A proposal by county staff to issue county-owned mobile devices to staff and county commissioners met with a barrage of questions Monday morning.
Two commissioners, Jimmy Clayton and Ray Jeffers, voiced concern about having to use county-issued phones for county business, instead of their personal phones.
“No one’s going to call this new number. You’re handicapping me by taking my email off my cellphone,” Jeffers said.
County manager Heidi York said the switch to county-owned phones and mobile devices gives the county greater control over its resources and aids in the ability to produce public records when they are requested.
“This policy is trying to use our county resources wisely, but also meet the state’s public records law,” York told commissioners. She said the switch to county-owned phones would cost the county $144,000 per year – about $23,000 per year more than it currently pays employees in the form of a monthly stipend for the use of their personal phones. The county would need about 200 phones to cover the county employees and commissioners. Not every employee in the county would be issued a county-owned device.

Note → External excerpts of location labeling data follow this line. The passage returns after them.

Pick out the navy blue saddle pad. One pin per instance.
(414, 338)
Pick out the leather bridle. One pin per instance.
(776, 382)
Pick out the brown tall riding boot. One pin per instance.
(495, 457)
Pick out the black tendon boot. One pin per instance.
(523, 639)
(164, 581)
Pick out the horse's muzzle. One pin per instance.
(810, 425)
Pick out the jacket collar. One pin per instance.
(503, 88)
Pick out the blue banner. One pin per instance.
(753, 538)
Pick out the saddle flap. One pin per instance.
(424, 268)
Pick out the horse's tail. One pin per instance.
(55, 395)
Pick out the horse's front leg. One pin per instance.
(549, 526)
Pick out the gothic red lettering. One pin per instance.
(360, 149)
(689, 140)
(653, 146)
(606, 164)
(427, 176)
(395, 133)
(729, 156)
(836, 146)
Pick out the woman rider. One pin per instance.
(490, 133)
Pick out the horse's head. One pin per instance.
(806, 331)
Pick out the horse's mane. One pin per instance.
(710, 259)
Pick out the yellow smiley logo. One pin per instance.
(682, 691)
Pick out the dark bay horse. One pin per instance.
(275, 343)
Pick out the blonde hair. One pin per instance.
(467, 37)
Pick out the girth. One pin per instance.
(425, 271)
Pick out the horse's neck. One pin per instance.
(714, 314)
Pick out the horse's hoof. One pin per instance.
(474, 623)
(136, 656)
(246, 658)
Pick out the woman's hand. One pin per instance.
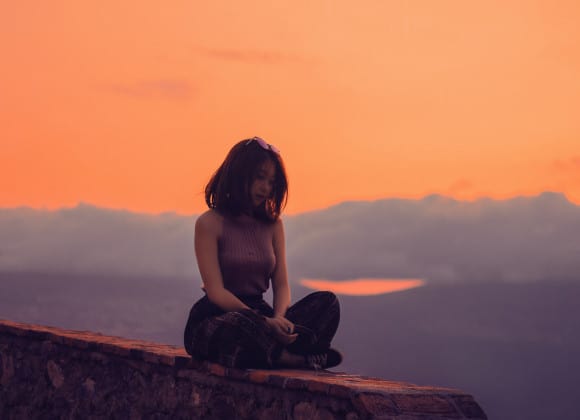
(283, 329)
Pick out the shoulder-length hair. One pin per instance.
(228, 190)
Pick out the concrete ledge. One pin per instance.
(53, 372)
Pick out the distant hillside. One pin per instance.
(436, 238)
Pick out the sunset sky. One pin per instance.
(133, 104)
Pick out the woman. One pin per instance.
(240, 249)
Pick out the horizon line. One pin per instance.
(82, 203)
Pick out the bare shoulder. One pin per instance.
(209, 222)
(279, 228)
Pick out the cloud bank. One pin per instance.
(437, 238)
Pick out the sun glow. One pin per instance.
(363, 287)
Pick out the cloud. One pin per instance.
(87, 239)
(437, 238)
(155, 89)
(248, 56)
(459, 186)
(571, 164)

If commissioners choose to adopt the policy, they would be joining a growing number of local governments across the state who are moving toward the issuance of county-owned phones and electronic devices.

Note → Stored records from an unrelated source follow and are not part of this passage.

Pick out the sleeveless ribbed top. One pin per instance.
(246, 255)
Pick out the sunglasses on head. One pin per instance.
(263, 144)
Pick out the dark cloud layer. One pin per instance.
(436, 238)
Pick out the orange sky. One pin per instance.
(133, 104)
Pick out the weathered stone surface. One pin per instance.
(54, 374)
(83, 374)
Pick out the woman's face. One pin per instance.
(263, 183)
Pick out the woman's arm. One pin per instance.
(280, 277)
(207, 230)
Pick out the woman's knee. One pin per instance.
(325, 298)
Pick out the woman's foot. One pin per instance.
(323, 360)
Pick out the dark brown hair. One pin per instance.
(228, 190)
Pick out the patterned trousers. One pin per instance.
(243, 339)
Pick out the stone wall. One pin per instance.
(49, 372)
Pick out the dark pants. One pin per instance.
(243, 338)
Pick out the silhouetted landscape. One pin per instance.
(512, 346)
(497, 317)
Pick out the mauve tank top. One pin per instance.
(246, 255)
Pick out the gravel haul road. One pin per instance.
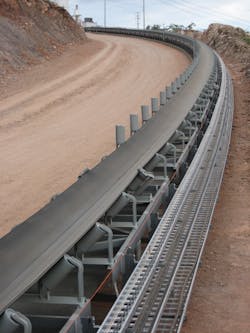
(59, 118)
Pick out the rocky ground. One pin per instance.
(220, 301)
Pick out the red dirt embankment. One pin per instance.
(33, 30)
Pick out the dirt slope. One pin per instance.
(33, 30)
(220, 301)
(231, 43)
(60, 117)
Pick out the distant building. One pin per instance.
(88, 22)
(63, 3)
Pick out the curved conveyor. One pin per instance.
(33, 247)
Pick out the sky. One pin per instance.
(122, 13)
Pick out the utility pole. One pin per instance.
(144, 15)
(105, 13)
(138, 20)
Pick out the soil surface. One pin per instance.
(59, 117)
(220, 302)
(32, 31)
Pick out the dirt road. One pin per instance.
(59, 118)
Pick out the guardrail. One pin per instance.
(105, 229)
(156, 295)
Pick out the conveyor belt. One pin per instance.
(34, 246)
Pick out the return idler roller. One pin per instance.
(14, 322)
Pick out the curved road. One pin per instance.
(63, 116)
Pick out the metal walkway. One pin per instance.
(61, 257)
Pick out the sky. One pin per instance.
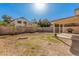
(51, 11)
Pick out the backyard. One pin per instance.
(33, 44)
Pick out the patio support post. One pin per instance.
(63, 28)
(59, 28)
(54, 28)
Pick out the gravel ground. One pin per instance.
(33, 44)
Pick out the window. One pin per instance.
(25, 22)
(19, 22)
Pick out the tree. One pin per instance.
(7, 18)
(44, 23)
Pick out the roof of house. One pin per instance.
(72, 19)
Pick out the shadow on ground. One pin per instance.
(75, 45)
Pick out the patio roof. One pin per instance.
(73, 19)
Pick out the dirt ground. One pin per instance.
(33, 44)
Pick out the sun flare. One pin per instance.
(39, 7)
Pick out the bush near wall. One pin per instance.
(11, 30)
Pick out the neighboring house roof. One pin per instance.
(72, 19)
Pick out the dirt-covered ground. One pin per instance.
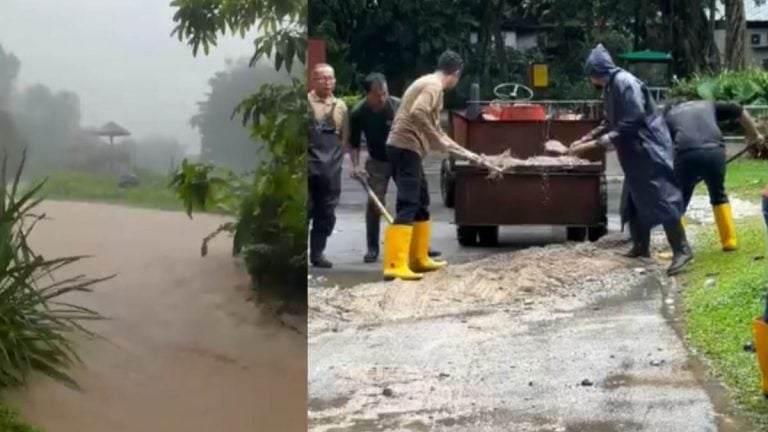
(560, 338)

Clayton said he didn’t want an additional phone because he doesn’t use a county-issued email address. He gets all his emails, both public and private, through his personal email account on his personal cellphone.
“The worst case-scenario is someone calls for all your records and you’ve got a mess on your hands,” Clayton said.

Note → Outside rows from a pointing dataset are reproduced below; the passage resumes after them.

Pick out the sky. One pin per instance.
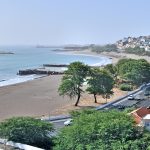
(59, 22)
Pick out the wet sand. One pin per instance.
(33, 98)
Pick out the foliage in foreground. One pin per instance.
(27, 130)
(100, 83)
(134, 71)
(95, 130)
(73, 80)
(125, 87)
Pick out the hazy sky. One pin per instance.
(55, 22)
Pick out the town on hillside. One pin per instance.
(132, 42)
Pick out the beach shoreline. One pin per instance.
(40, 97)
(114, 56)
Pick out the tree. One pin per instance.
(100, 83)
(73, 80)
(112, 70)
(27, 130)
(102, 130)
(134, 71)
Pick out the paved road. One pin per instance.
(58, 124)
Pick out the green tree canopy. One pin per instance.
(100, 83)
(73, 80)
(27, 130)
(134, 71)
(102, 130)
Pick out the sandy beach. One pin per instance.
(33, 98)
(40, 97)
(114, 56)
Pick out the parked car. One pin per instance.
(68, 122)
(131, 97)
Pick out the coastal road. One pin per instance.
(59, 123)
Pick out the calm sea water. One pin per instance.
(32, 57)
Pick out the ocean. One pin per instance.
(27, 57)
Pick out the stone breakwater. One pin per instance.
(39, 72)
(46, 70)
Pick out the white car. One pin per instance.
(68, 122)
(131, 97)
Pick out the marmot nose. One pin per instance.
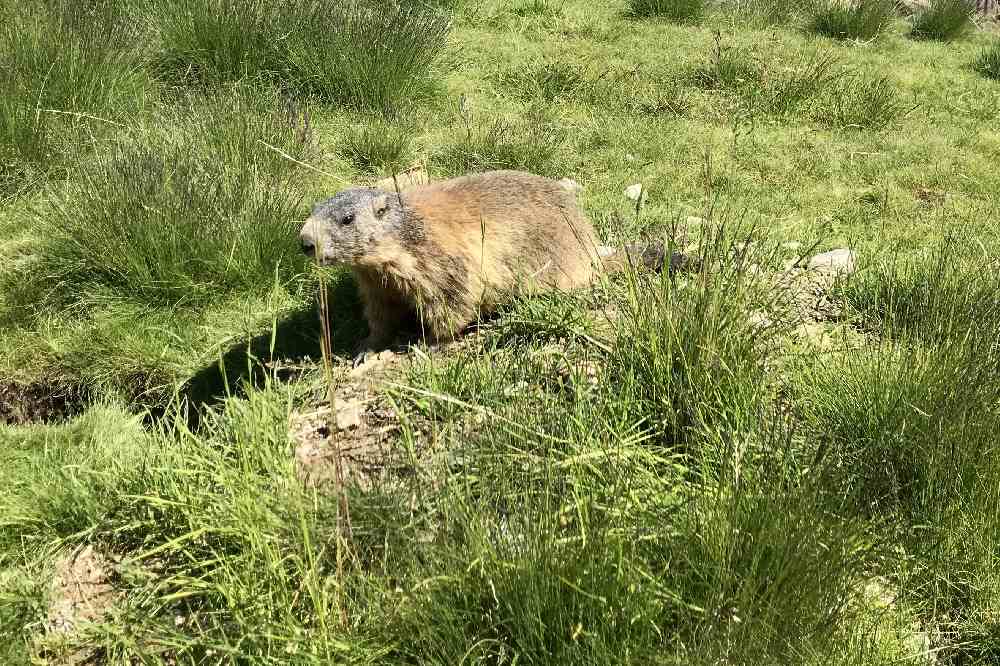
(308, 244)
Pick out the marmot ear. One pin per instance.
(380, 205)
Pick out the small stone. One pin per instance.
(348, 413)
(840, 260)
(760, 320)
(634, 192)
(571, 185)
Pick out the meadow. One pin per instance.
(742, 463)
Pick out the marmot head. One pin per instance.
(350, 226)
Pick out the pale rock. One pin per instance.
(348, 413)
(841, 260)
(571, 185)
(634, 192)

That’s because no matter where the emails are housed, communications, including electronic communications, such as emails and texts about county business, are considered public records and would have to be produced if someone asks for them.
That means a commissioner could have to turn his personal cellphone in to a member of the county staff to allow him or her to retrieve texts and emails of a public nature if such a request were made. That would expose a commissioner’s private texts and emails to whatever county employee is tasked with retrieving the public documents, because he or she would have to examine each communication to determine if it was public or private.
According to York, the new policy would also create an automated archiving system which would allow county employees to fulfill public records requests without having access to the device where the electronic communications reside. Those communications would be stored electronically in a central location and could be more easily retrieved.
York also said the new policy would likely require employees to carry two phones with them if they want to conduct any personal business during work hours. York said the idea of carrying two phones was not popular among many on the staff, but she said the policy would forbid personal use on the county devices. Person County IT director Chris Martin said the idea of having two phones was appealing to some employees. “We’ve heard from some of the caseworkers in DSS. They like the fact that they would have an additional device because they don’t want clients to have their personal phone number,” Martin said.
Clayton asked about the possibility of instituting the policy for county employees, but leaving commissioners out of the process.
That idea drew a rebuke from Commissioner Kyle Puryear. “We say we’re no better than county employees and then you say we’re not including us. We’re not everyday county workers, but we would be creating an exception for ourselves,” Puryear said.
Commissioners agreed to delay action on the policy until next month. York said the county is under no time pressure to implement the policy, but she said she would need some guidance from commissioners about whether they want to move to the county-owned devices in time to include it in the budget for the upcoming year, which begins in July.